El primer ministro aún sabiendo que se trataba de una especie de prueba para el autómata sintió una profunda nausea ante lo que tenía que fingir hacer. Pero superó el momento y comenzó a elaborar una trama de partidas contables en las que se desviaban fondos públicos hacia su propio uso privado. En el momento en que comenzó a establecer las partidas sintió un pescozón en la nuca. El autómata no le dejaba hacerlo.

El emperador quedó impresionado por el comportamiento del autómata y pidió a su colega de allende de los mares que le enviase más. Llegaron unos cuantos y a uno de ellos le situó permanentemente junto al tesoro, otro lo colocó en las oficinas de las cuentas del imperio, otro hizo que le acompañara permanentemente y al último lo colocó a las puertas de palacio.

Al ver el comportamiento del emperador todos desearon tener un autómata que les proporcionara seguridad, y los importaron por millares.
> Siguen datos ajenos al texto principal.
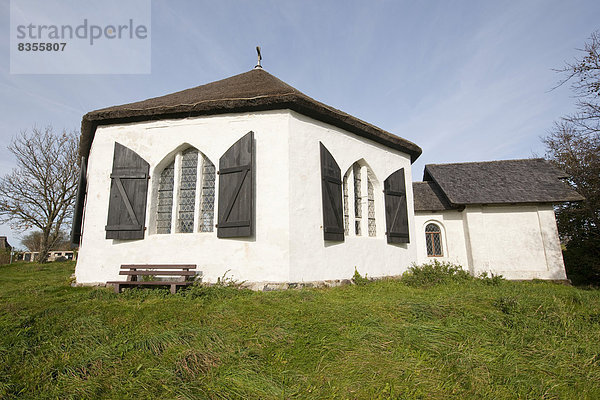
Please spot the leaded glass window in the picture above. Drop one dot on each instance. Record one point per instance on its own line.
(190, 198)
(346, 207)
(433, 240)
(357, 199)
(371, 207)
(187, 190)
(207, 202)
(165, 199)
(363, 207)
Delante de cada casa que se preciase estaba su autómata para protegerla, los mejores comercios tenían al autómata para cuidar las bolsas de sus clientes, los enamorados se perdían en la noche protegidos por un autómata, y en las escuelas y en las familias comenzaron a enseñar a los más pequeños que había ciertas cosas que no podían hacerse por miedo al castigo de los autómatas.
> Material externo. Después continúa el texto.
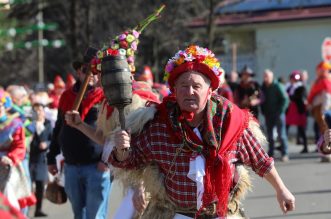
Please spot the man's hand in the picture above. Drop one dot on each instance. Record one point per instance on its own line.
(73, 119)
(139, 199)
(122, 144)
(4, 161)
(53, 169)
(286, 200)
(326, 148)
(102, 167)
(43, 145)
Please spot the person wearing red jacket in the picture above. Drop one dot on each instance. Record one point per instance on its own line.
(195, 139)
(12, 153)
Los mayores todavía pensaban que lo que no debía hacerse era porque no debía hacerse, pero los más jóvenes se reían de ellos y mantenían que podía hacerse todo mientras que no te castigasen los autómatas. Pero los autómatas eran simples máquinas que de vez en cuando se estropeaban, y cuando una de ellas lo hacía cundía el crimen alrededor. Los expertos en manejar autómatas pudieron evitar su vigilancia y alguno de ellos comenzó a recibir sobornos para que fallasen en el momento adecuado.
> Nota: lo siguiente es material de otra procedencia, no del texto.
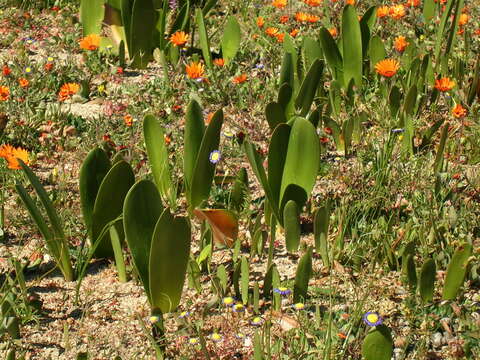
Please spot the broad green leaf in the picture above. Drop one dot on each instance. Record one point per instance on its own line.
(309, 86)
(291, 223)
(224, 225)
(194, 132)
(456, 271)
(303, 157)
(143, 25)
(332, 54)
(141, 211)
(378, 344)
(169, 255)
(352, 47)
(204, 170)
(275, 115)
(427, 280)
(158, 157)
(94, 168)
(91, 16)
(302, 277)
(109, 204)
(277, 154)
(203, 38)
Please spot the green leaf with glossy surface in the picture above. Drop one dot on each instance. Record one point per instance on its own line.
(141, 211)
(230, 42)
(94, 168)
(158, 157)
(109, 204)
(204, 170)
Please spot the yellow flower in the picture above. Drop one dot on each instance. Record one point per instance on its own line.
(90, 42)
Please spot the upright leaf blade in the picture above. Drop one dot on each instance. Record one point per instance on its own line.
(94, 168)
(158, 157)
(141, 211)
(169, 254)
(352, 47)
(109, 204)
(230, 42)
(204, 169)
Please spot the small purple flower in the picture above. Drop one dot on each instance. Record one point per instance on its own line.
(372, 318)
(282, 291)
(173, 4)
(215, 156)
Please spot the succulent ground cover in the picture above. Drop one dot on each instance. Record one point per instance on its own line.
(277, 179)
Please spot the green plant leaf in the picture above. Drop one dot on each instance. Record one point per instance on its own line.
(302, 277)
(352, 47)
(309, 86)
(94, 168)
(230, 42)
(456, 271)
(378, 344)
(91, 16)
(204, 170)
(291, 223)
(143, 26)
(427, 280)
(303, 157)
(332, 54)
(169, 255)
(277, 154)
(141, 211)
(203, 37)
(109, 204)
(158, 158)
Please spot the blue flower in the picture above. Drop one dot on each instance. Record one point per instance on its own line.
(282, 291)
(372, 318)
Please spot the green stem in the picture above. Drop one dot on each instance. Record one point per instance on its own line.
(117, 250)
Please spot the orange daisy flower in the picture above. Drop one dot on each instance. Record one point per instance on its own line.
(444, 84)
(459, 111)
(412, 3)
(12, 155)
(260, 21)
(397, 11)
(90, 42)
(383, 11)
(301, 16)
(23, 82)
(4, 93)
(67, 91)
(313, 3)
(312, 18)
(279, 4)
(463, 19)
(195, 70)
(333, 32)
(6, 70)
(387, 67)
(219, 62)
(283, 19)
(179, 38)
(240, 79)
(271, 31)
(400, 43)
(294, 32)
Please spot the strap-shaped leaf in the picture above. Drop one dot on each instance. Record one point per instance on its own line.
(204, 169)
(141, 211)
(169, 255)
Desde la terraza de su palacio el emperador, junto al autómata que le protegía, podía ir localizando en la noche, por el incendio de los pillajes, los puntos en los que iban estropeándose, como cada día, los autómatas. Y mandó llamar al ejército de las fronteras. Los pocos autómatas que todavía no habían sido reprogramados para la corrupción se lanzaron contra los soldados al verles esgrimir armas, y la batalla duró meses. Destruyeron a todos los autómatas, el emperador se rodeó de una guardia leal, protegieron con fieros y fieles soldados el tesoro, y el ejército cayó como una maldición apocalíptica sobre todo el imperio para restablecer el orden.

El emperador agonizaba. Las nuevas cárceles estaban abarrotadas, y corría la sangre de los cientos de ejecutados cotidianamente, en las escuelas y en las familias se comenzaba a contar a los pequeños que las cosas que no se podían hacer no se podían hacer por respeto a las leyes. Y debería pasar mucho tiempo hasta que ese respeto a las leyes fuera un valor primordial. Después, mucho después, pero mucho después, quizá podría volverse a contar que las cosas que no pueden hacerse no pueden hacerse porque no pueden hacerse.

El último pensamiento del emperador fue hacia aquel día en que se indignó cuando leyó en un libro que en su país reinaba la seguridad.